Battant en brèche la normativité du terme “new-wave” du rap – à laquelle nous avons finalement contribué à l’heure où trop d’angles morts subsistaient quant à ce mouvement –, La Fève s’est, patiemment et rigoureusement, tenu à sa vision et son programme qui culminent sur 24.
50 nuances d’Atlanta
Pour ce qui est de “ramener la culture”, Louis Ambroise Germain, son vrai nom, s’est donné les moyens. Plutôt que de se vautrer dans les habitudes mortifères du rap français mainstream, consistant à aligner les zéros pour s’octroyer un couplet, souvent médiocre, d’un rappeur américain en vue, La Fève est, tout simplement, parti s’immerger entièrement dans la culture qui le faisait fantasmer alors : celle d’Atlanta.
Au cours de six semaines passées dans la capitale sudiste des États-Unis – séjour qui irrigue aussi bien en termes d’écriture qu’en termes esthétiques l’intégralité de 24 –, le rappeur de Fontenay-sous-Bois (94), accompagné de son duo de producteurs (Lyele et le fidèle Kosei), a tout mis en œuvre pour émuler le plus authentiquement possible la musique d’ATL et la trap des origines.
Outre les passages obligés au Chick-fil-A ou au légendaire strip-club Magic City (mentionnés au détour de punchlines), La Fève s’est surtout octroyé les services d’un mythe moderne de la musique : Zaytoven, producteur inextricablement lié aux succès et au son de Gucci Mane et Migos (entre autres). Un exploit – autant qu’un motif de célébration – vu depuis l’Hexagone, qui traduit d’un même geste l’amour et le respect que porte La Fève à cette musique et son ambition dévorante quoiqu’à rebours de ses compatriotes du rap français.
Bad boys blues
Mais 24 n’est pas qu’une affaire de déférence envers Atlanta. En croisant son itinéraire cahoteux à celui d’un autre Français, Tarik Azzouz, producteur pour Rick Ross ou Meek Mill depuis une dizaine d’années, La Fève s’inscrit, à la fois, dans un imaginaire floridien – celui de la Maybach Music (du nom du label de Rick Ross, dont Azzouz est un des plus fidèles représentants dernièrement) – mais aussi et surtout dans une histoire de transfuge tentant l’aventure par amour de cette musique et de cette culture.
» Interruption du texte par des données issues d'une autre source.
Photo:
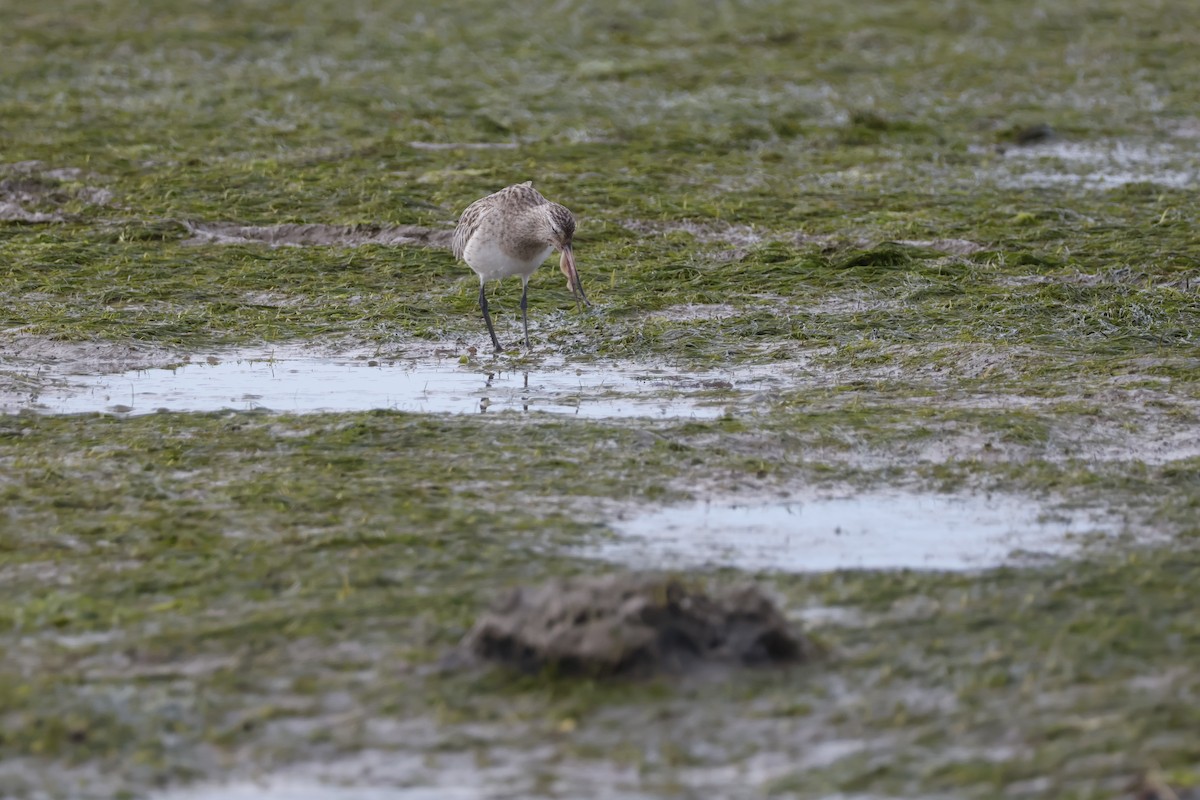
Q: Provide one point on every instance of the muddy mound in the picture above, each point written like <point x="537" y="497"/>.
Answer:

Sur 24, il n’est d’ailleurs presque question que de ça ; prouver par l’exemple l’influence des productions luxueuses de Rick Ross ou l’âpreté de celle du Bricksquad (l’album est un sommet de production de l’année) et en faire le moteur d’une mélancolie finalement pas si éloignée de celle de PNL (qui appliquait le même traitement accablé à la drill de Chicago) : un rap conquérant parce qu’il le doit, mais complètement perdu sur la ligne du temps.
Disque d’interstice
Moins disque d’autocongratulation que véritable plongée dans l’ambivalence de la trap d’Atlanta, (genre clinquant mais constamment affecté), 24 est un album hautement mélancolique parce qu’il semble être un disque d’entre-deux, d’interstice. Un disque au présent sans cesse chahuté, une auscultation du passé alors qu’on y envisage déjà le futur. On y explique à haut débit et avec une classe folle les trahisons, on y repense tendrement aux années de galère plutôt que de profiter d’un strip-club, on y plie l’espace-temps pour y faire cohabiter Fontenay-sous-Bois, Young Dolph, les home studios de fortune et la trap de 2009.
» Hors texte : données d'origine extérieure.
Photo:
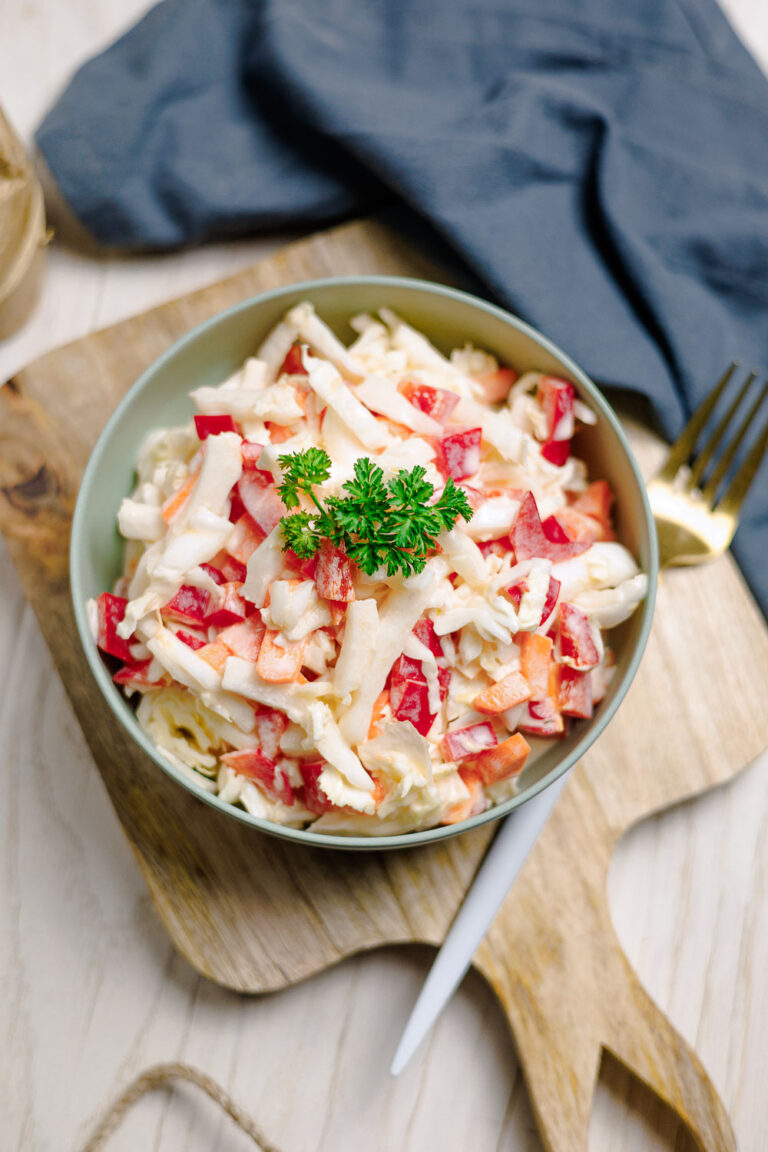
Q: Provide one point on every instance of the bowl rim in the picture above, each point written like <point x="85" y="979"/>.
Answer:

Tout s’y plie et s’y replie, se téléscope dans un bouillon de culture vibrant et résolument touchant. Une lettre d’amour à l’ethos trap d’Atlanta, un formidable exercice d’introspection, la consécration d’un très grand rappeur, et, s’il fallait le préciser, à n’en point douter le meilleur album de rap français de 2023.
24 (Walone/ADA France). Sortie le 22 décembre.